Stuart Schechter
Stuart Schechter

Reputation: 584

What comes after $ and Android JNI naming?

When I try to call a JNI function from Android, I'm getting an error due to an unexpected suffix that appears in the function signature.

The Kotlin class is org.dicekeys.crypto.seeded.PublicKey and I'm calling a static method constructFromJsonJNI, which should be calling a JNI method named Java_org_dicekeys_crypto_seeded_PublicKey_constructJNI. It is instead look for Java_org_dicekeys_crypto_seeded_PublicKey_constructJNI_00024seeded_1debug (the module is named "seeded" and the IML implies that Andrdoid Studio has assigned the name "seeded_debug". I have no idea where the 00024 originates. Perhaps a hash?)

The mismatch yields this exception, which is a common exception when you don't load the module (it's loaded), don't use the name JNI expects (this matches with the checker in the latest tools), or when you forget to load the library (this worked just a day or two ago before something got corrupted. - it loads):

java.lang.UnsatisfiedLinkError: No implementation found for long org.dicekeys.crypto.seeded.PublicKey.constructJNI$seeded_debug(java.lang.String) (tried Java_org_dicekeys_crypto_seeded_PublicKey_constructJNI_00024seeded_1debug and Java_org_dicekeys_crypto_seeded_PublicKey_constructJNI_00024seeded_1debug__Ljava_lang_String_2)

The libraries are indeed being compiled, the latest Kotlin language tools report a correct link between my extern functions and my JNI implementations, and this all worked until a day ago.

I've already tried deleting all the builds, .iml files, etc. and rebuilding from scratch without luck.

The relevant gradle sections are:

android {

    ndkVersion '21.0.6113669'

    compileSdkVersion 29
    buildToolsVersion "29.0.2"

    buildTypes {
        release {
            minifyEnabled false
            proguardFiles getDefaultProguardFile('proguard-android-optimize.txt'), 'proguard-rules.pro'
            signingConfig signingConfigs.release
            debuggable = false
        }
        debug {
            debuggable true
            initWith debug
            jniDebuggable false
            signingConfig signingConfigs.debug
        }
    }

...
    defaultConfig {
        minSdkVersion 19
        targetSdkVersion 29
        versionCode 1
        versionName "1.0"

        testInstrumentationRunner "androidx.test.runner.AndroidJUnitRunner"
        consumerProguardFiles 'consumer-rules.pro'

        externalNativeBuild {
            cmake {
                cppFlags "-std=c++11"
            }
        }
    }
...
    externalNativeBuild {
        cmake {
            version "3.15.0+"
            path file('src/main/cpp/CMakeLists.txt')
        }
    }

    compileOptions {
        sourceCompatibility JavaVersion.VERSION_1_8
        targetCompatibility JavaVersion.VERSION_1_8
    }


    kotlinOptions {
        jvmTarget = JavaVersion.VERSION_1_8.toString()
    }
}
...
dependencies {
    implementation fileTree(dir: 'libs', include: ['*.jar'])
    implementation "org.jetbrains.kotlin:kotlin-stdlib-jdk7:$kotlin_version"
    implementation 'androidx.appcompat:appcompat:1.1.0'
    implementation 'androidx.core:core-ktx:1.2.0'
    testImplementation 'junit:junit:4.13'
    androidTestImplementation 'androidx.test.ext:junit:1.1.1'
    androidTestImplementation 'androidx.test.espresso:espresso-core:3.2.0'

    implementation 'com.google.zxing:core:3.4.0'
}

Upvotes: 0

Views: 423

Answers (1)

Stuart Schechter
Stuart Schechter

Reputation: 584

For those who suffer the lost hours I did due to mappings of Kotlin companion object @JvmStatic functions to C function names in JNI.

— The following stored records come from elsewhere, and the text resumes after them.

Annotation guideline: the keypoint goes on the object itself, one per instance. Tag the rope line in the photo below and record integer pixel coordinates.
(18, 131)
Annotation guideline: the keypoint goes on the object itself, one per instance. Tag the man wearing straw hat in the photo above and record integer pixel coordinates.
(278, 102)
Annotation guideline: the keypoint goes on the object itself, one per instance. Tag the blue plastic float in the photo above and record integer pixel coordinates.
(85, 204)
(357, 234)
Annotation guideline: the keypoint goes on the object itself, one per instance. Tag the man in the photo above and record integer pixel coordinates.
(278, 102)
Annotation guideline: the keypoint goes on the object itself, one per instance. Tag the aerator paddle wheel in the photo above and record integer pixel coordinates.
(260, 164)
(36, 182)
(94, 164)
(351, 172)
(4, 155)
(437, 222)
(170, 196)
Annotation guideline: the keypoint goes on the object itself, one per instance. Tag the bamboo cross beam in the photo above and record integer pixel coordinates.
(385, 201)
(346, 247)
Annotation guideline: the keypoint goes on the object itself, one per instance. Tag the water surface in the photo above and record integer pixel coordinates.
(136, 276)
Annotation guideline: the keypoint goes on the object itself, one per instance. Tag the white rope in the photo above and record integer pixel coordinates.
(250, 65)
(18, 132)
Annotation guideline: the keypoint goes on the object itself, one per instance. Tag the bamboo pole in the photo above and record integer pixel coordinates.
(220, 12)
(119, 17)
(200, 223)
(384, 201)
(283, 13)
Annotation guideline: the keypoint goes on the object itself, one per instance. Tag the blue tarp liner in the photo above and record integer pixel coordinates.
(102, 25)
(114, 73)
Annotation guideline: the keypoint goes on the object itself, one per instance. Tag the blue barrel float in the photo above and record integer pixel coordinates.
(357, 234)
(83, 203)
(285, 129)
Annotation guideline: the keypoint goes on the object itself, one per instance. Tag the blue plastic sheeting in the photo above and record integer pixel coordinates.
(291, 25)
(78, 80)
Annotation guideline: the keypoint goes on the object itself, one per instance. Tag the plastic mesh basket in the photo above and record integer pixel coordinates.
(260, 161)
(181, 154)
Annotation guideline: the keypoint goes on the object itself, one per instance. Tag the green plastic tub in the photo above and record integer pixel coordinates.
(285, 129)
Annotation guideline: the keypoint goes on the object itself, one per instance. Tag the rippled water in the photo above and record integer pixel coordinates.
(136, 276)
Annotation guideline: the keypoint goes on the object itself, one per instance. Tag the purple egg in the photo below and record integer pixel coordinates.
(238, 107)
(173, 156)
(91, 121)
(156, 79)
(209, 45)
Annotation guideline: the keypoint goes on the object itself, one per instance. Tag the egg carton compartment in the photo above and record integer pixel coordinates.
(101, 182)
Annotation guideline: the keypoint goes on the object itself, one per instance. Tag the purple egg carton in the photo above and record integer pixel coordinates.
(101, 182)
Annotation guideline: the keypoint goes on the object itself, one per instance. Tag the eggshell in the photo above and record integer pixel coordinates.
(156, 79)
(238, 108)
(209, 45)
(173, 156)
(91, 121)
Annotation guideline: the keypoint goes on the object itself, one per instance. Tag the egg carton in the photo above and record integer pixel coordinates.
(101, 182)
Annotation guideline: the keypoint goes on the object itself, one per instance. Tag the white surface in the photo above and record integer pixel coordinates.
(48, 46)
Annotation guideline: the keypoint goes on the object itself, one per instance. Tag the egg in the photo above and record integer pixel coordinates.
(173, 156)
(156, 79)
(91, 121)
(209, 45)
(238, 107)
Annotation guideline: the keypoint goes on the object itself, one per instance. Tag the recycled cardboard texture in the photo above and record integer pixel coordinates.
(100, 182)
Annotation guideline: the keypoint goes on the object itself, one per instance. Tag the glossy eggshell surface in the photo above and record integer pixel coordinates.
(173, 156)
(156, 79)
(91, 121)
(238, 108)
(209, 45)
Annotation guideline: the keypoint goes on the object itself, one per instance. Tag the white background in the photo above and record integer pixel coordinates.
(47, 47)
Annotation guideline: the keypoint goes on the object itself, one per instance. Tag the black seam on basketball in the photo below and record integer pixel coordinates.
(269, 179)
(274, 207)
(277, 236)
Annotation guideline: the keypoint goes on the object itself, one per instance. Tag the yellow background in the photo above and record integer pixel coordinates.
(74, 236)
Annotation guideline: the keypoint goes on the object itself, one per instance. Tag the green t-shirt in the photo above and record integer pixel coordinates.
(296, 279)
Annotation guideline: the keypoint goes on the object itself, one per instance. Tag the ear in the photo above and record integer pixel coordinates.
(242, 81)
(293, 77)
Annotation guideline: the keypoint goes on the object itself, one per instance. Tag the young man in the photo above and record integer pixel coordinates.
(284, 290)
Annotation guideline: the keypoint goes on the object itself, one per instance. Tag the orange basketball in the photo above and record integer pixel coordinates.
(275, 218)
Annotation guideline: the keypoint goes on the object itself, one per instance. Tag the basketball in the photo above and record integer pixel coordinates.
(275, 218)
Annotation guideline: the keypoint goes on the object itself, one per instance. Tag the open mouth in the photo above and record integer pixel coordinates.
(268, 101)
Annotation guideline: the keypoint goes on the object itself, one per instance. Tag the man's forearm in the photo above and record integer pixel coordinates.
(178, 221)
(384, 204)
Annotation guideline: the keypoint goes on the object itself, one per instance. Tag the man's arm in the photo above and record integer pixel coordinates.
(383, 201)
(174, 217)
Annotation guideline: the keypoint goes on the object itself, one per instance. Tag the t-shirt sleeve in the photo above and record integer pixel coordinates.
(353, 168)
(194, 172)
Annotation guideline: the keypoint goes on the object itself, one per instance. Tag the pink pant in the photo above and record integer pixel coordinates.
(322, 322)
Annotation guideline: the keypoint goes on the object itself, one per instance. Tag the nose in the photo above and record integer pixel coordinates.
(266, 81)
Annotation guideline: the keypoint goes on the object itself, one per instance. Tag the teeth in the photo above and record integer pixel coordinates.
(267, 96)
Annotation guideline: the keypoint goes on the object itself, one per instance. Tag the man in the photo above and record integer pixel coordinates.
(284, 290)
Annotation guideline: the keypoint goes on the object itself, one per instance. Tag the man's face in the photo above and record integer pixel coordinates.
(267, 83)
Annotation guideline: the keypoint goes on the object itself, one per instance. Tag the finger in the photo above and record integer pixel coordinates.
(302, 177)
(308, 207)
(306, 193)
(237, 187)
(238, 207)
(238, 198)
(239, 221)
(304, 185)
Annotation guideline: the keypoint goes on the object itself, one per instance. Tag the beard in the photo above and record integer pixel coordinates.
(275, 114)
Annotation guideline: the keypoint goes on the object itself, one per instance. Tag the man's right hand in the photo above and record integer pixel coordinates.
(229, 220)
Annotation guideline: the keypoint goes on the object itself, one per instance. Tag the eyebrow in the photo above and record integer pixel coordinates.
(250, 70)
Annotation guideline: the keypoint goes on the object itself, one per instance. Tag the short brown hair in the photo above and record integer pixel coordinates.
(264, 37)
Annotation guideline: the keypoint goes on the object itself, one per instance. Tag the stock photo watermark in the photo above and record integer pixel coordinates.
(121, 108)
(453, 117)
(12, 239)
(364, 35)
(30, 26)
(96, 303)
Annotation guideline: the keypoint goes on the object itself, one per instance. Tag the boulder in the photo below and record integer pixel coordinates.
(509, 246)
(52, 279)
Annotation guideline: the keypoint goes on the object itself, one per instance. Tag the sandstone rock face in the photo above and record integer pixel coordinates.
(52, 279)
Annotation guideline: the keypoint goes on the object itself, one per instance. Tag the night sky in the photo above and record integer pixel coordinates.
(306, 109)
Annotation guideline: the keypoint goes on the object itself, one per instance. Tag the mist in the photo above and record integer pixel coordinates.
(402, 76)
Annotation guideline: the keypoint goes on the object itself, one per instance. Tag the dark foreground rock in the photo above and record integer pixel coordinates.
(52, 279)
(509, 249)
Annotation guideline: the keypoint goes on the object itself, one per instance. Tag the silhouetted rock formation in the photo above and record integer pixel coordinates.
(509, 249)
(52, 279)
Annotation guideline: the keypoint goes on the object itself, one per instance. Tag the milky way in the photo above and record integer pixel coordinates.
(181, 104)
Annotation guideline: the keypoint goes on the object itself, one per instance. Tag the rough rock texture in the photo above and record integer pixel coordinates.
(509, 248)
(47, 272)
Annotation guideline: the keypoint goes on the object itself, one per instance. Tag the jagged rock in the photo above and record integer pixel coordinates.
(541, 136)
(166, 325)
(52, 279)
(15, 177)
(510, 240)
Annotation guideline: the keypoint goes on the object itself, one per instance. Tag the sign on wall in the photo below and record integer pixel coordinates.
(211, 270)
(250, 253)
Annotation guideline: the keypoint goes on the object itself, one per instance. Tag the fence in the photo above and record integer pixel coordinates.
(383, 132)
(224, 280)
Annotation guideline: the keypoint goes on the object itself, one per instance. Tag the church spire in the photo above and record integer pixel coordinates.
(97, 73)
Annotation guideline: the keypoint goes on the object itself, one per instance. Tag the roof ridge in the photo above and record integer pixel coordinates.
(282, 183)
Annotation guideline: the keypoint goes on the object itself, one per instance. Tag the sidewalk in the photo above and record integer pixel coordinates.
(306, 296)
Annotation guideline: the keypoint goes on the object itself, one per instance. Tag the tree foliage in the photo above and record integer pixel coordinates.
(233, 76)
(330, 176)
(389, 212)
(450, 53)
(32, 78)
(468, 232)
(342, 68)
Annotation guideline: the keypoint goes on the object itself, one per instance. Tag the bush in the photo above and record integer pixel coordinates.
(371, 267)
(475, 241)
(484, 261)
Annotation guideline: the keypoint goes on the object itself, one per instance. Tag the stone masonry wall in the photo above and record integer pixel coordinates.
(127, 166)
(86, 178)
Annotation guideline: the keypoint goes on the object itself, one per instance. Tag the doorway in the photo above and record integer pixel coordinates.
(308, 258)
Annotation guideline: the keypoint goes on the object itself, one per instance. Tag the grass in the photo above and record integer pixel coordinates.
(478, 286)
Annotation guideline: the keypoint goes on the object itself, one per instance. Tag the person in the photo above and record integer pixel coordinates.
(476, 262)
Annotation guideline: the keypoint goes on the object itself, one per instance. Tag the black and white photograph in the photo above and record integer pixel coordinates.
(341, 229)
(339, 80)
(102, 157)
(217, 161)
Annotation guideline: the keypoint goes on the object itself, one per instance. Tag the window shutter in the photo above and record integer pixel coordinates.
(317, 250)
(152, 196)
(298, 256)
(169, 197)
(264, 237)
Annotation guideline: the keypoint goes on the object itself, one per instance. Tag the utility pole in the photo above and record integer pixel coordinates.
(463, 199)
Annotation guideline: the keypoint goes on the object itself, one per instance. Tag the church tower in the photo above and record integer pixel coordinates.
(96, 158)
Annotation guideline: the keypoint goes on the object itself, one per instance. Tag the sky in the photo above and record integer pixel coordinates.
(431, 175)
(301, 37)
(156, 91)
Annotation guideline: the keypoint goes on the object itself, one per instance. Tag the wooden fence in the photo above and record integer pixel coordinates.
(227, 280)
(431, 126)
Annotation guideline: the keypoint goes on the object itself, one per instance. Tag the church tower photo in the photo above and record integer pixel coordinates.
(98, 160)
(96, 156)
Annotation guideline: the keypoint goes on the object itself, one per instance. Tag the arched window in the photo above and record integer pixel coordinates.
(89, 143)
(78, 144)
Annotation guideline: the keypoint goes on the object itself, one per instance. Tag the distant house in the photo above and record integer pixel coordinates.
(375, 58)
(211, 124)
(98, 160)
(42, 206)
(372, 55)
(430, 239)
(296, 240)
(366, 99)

I had marked my JNI functions internal (which creates the beautiful pair internal external). Apparently, adding internal changes the required JNI function by adding $, which becomes 00024. The current Android Studio tools (3.6.2 from March 19, 2020) didn't factor that in, generated the wrong function names, or flag the problem with the naming.

I fixed by making the functions private external instead of internal external since my use case allowed that. If I needed internal so that other classes in my module could access it, I'd likely just add a wrapper function next to the private extern one that could expose the private function to other code in my module.